The Ob 10 test is Beginner's Luck Scavenging. The fact that Thoth has an Instinct shows that this is a player-authored priority, and hence is not an appropriate occasion simply to "say 'yes'".
The DoF to determine the number of corpses available would have been agreed between me and Thoth's player, in a context where the availability of corpses on the boat was agreed to be a "say 'yes'" matter.
That's followed by something that perhaps was entertained as a dramatic moment the situation was ripe for
At one point, something particularly grotesque happened (I think, as narrated by my friend, a bit of the body Aedhros was holding onto sloughed off) and a Steel test was called for and failed. Hesitating, Aedhros dropped the body, and it nearly landed in the water - but Thoth, driven by his desire for corpses!, succeeded on a Power test to not let go.
The Steel test here could count as an example of one of those "other tests" prompted by a dramatic moment: so type A (the body nearly fell in the water). In any case, I expect in play that the shift between types is fluid, and the rules wordings seem open to interpreting as
if we can see consequences, then we are going to roll dice, and then we are going to see consequences (type B/A)
The Steel subystem is another departure from strict intent+task resolution.
The GM is the one who calls for a Steel test (Revised pp 121-2):
A GM can call for a Steel test under three main conditions: When the character is confronted with surprise, fear or pain. . . . GMs call for Steel tests; players don't.
The rules specify the consequences for a failed Steel test - hesitation (= 10-Will actions), with the player having to choose their hesitation response.
The GM has to exercise judgement in determining whether to call for a Steel test as part of framing, or whether to use it as a consequence.
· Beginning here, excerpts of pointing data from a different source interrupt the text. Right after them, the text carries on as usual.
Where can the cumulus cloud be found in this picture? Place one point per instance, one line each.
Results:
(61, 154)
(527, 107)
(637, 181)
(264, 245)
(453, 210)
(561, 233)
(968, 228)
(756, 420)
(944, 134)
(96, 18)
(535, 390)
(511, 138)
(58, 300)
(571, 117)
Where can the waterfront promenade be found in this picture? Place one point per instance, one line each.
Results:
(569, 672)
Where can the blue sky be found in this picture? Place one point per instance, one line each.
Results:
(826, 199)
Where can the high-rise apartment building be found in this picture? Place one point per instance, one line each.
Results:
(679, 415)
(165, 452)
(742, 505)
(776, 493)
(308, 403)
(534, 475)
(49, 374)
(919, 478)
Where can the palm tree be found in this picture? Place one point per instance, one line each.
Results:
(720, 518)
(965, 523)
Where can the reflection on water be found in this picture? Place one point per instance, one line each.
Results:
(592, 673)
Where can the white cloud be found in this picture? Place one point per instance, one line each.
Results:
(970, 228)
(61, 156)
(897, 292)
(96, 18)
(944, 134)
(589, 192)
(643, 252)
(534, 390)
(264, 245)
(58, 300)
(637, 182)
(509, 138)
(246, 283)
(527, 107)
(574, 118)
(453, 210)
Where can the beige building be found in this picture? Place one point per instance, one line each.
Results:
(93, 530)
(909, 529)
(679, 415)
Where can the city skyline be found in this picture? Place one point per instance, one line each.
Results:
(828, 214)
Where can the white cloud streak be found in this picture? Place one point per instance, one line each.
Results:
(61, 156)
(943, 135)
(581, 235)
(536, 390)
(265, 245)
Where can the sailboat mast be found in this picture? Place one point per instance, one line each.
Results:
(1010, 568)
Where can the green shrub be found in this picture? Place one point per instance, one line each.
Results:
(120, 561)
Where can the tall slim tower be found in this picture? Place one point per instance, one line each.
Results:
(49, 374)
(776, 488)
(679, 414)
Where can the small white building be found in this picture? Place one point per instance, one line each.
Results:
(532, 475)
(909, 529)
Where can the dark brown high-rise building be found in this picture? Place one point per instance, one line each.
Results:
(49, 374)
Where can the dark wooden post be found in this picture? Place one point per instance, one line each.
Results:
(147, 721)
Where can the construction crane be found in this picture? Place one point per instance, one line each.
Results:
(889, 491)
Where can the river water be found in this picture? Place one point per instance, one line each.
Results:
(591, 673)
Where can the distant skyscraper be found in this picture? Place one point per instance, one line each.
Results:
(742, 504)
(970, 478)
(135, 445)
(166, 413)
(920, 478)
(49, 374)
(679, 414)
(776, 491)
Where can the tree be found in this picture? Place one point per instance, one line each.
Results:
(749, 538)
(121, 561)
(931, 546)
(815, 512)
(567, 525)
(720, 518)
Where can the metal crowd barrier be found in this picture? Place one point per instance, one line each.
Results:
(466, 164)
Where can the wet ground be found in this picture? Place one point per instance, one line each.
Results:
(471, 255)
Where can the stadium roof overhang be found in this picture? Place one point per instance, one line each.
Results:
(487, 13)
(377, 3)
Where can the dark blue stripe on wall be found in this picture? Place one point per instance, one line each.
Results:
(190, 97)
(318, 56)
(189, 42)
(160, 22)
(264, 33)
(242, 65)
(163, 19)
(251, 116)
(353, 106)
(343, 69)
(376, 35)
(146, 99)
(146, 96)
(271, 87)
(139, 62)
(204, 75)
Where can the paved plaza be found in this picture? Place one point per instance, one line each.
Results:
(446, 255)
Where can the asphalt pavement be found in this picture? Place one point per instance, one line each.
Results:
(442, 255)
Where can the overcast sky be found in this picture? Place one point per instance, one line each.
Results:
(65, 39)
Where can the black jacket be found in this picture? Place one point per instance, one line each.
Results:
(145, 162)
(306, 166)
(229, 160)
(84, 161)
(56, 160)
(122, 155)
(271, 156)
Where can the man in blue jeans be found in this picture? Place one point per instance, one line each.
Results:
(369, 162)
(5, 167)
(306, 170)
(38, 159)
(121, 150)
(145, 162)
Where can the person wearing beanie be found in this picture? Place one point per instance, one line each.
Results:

I can't remember which it was in the example that you refer to - it's possible, for instance, that there was a failed Hauling test in there that I'd forgotten about when I wrote up the actual play. Or it may have been framing rather than consequence, in which case it really serves as a type of colour with a mechanical accompaniment.
The Power test for Thoth, on the other hand, is straight down the line, classic intent+task: I as GM am not going to "say 'yes'" given the stakes for Thoth the death-artist, and so a roll is called for and on a success Thoth gets his intent (ie keeping his corpse from falling into the harbour).